L’individu une fois possesseur de son outil et de son produit, le capitalisme cesse d’être. Et de cette transformation des conditions du travail, l’individu tirera autre chose qu’une amélioration économique : il en retirera un bienfait au point de vue éthique. Au lieu d’être le salarié exploité, victime du patronat, doué en conséquence d’une mentalité « je m’en fichiste » quant à la confection du produit puisqu’il n’en jouit pas, désireux d’épargner son effort puisqu’un autre en profitera, le producteur individualiste anarchiste s’intéressera à sa besogne, cherchera à la parfaire sans cesse, à y apporter de la nouveauté, y déploiera de l’initiative. Il acquerra une fierté de l’oeuvre accomplie, une saine satisfaction personnelle, un intérêt si vif à son travail qu’il lui sera une source de joie de vivre et non plus un collier de misère.

Le même goût au travail, le même souci d’une exécution irréprochable, la même lutte contre la routine et le « toujours pareil » se retrouveront dans tous les métiers, dans toutes les activités possibles – ce qui, à l’heure actuelle, n’est le privilège que d’une minorité, le plus souvent de travailleurs intellectuels, artistes, savants, écrivains, tous ceux qui oeuvrent sous l’impulsion d’une vocation ou d’un choix déterminés.

La propriété ainsi comprise et mise en pratique n’a plus rien de commun avec « la propriété c’est le vol » ; elle marque un degré d’évolution et semble devoir être à la base de l’émancipation totale, de l’affranchissement de toutes les autorités. Ce sera la puissance créatrice restituée à chaque individu, selon ses capacités, bien entendu. Il est évident que des accords peuvent survenir entre les consommateurs producteurs pour que soit évitée la surproduction, qui ne s’entendrait, la spéculation ayant disparu, que du surplus de la production, une fois que celle-ci aurait couvert les nécessités du producteur, isolé ou associé, ou que, par le jeu des échanges, ces nécessités auraient été satisfaites.

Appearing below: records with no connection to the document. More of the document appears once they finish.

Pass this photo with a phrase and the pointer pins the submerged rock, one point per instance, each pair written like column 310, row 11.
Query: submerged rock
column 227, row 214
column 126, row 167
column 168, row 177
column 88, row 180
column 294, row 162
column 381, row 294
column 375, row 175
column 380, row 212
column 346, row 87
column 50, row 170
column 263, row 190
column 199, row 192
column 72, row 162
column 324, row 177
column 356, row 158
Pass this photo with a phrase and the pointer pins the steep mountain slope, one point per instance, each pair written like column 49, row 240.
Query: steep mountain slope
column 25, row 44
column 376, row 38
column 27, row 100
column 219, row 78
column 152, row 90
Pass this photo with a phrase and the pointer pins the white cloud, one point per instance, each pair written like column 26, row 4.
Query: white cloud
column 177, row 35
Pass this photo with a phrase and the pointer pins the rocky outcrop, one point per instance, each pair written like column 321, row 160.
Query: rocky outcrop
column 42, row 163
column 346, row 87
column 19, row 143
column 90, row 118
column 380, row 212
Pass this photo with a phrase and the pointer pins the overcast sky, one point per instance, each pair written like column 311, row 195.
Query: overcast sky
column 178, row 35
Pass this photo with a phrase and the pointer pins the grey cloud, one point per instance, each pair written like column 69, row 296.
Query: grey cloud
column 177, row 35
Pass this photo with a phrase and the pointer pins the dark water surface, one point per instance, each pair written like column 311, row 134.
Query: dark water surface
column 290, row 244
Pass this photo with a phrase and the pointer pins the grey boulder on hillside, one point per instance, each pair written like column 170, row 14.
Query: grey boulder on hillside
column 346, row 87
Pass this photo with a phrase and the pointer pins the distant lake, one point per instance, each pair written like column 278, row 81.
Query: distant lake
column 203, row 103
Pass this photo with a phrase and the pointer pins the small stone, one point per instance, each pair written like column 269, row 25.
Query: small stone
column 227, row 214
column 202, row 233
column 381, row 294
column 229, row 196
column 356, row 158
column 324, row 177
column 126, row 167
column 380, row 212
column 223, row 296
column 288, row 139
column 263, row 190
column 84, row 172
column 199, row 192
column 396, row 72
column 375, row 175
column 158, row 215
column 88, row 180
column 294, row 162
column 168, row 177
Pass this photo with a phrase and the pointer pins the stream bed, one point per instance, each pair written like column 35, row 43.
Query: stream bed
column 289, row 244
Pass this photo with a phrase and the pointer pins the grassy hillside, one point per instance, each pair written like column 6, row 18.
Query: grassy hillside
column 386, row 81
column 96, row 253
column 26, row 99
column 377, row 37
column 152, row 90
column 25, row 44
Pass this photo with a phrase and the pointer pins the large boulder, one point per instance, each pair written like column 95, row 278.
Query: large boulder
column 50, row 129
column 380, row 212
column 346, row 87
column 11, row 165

Spéculation et exploitation ayant disparu, on ne voit pas que l’accumulation présente plus de dangers que dans le communisme. À vrai dire, qu’il s’agisse de communisme ou d’individualisme, leur réalisation économique au point de vue pratique ne peut être séparée d’une mentalité nouvelle, d’une autoconscience rendant inutile le contrôle, sous quelque nom qu’on le désigne. L’anarchisme, dans quelque domaine qu’on le conçoive, est fonction de l’entière absence de contrôle ou de surveillance, l’un et l’autre ramenant toujours à la pratique de l’autorité.